E sulla modifica dell’articolo 18?
«È una questione che viene posta come centrale e prioritaria per risolvere i problemi del Paese, del suo ammodernamento e del suo sviluppo. Mi sembra un ragionamento inaccettabile e deviante dalle vere priorità che sono, invece, l’iniqua distribuzione della ricchezza, la questione legalità e l’urgenza di combattere la corruzione. Si tratta di recuperare le risorse necessarie a riattivare il lavoro e l’occupazione, ma su tutto ciò vedo prese di posizione che rischiano di essere di mera facciata senza misure incisive e rapide. L’inflazione sta mangiando quel che rimane dei redditi, la crisi sta mordendo sempre di più e la gente si sta progressivamente e rapidamente impoverendo».
 
Ma non è un fenomeno di carattere mondiale?
«In effetti, ci troviamo di fronte a una crisi di rappresentanza a ogni livello che ci sta portando verso una crisi forse irreversibile della sovranità nazionale.
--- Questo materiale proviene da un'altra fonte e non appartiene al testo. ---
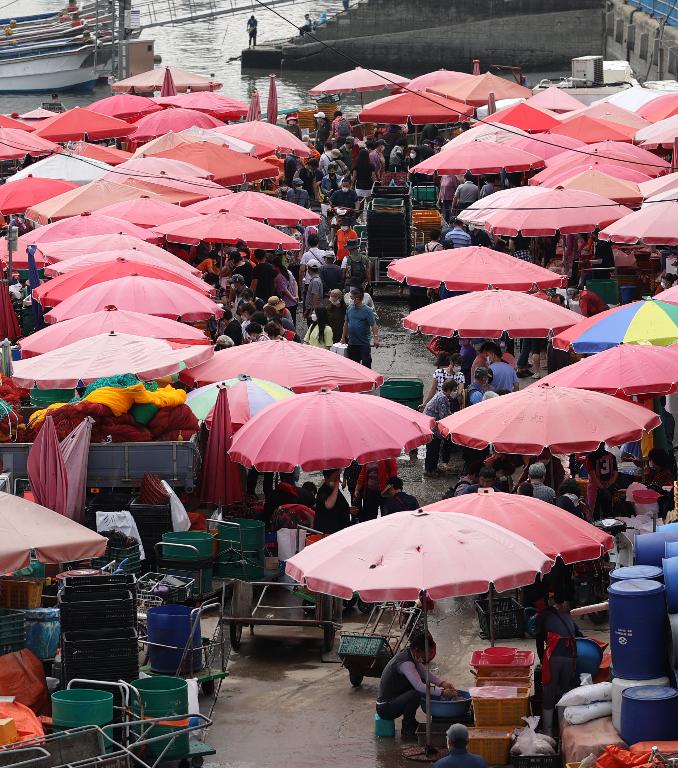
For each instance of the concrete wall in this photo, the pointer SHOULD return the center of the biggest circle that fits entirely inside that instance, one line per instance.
(428, 34)
(650, 47)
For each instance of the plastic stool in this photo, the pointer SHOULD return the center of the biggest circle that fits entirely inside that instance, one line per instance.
(384, 728)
Il vulnus democratico è evidente quando ai popoli è impedito di autogovernarsi. In passato, per imporsi si usavano colpi di Stato militari, governi fantoccio e comunque si ricorreva spesso all’intervento militare sul campo. Oggi questo si realizza attraverso il controllo e il ricatto economico. Viene meno l’equazione tra libero mercato e democrazia. Diciamo che non serve più. Basta osservare il “paradosso cinese” dove si mescola la legge ferrea del capitalismo con un regime politico autoritario».
 
Come si pone, di fronte a questo scenario, il dialogo tra le parti sociali?
«Come abbiamo visto, il governo si è confrontato con le parti sociali, le ha ascoltate provando a interpretare secondo la “propria linea” le diverse posizioni espresse, ma credo che non sia equidistante, ma esecutore di interessi sovranazionali di natura finanziaria piegati alle esigenze delle multinazionali disponibili ad investire nel nostro Paese solo alle loro condizioni. Siamo, di fatto, una nazione a sovranità limitata. In questo stato di cose la concertazione è sostanzialmente finita. Veniamo solo consultati da un governo cosiddetto tecnico dotato di straordinari poteri, perché legittimato da un voto a suffragio universale».
 
Ma allora a cosa serve proporre una trattativa in queste condizioni?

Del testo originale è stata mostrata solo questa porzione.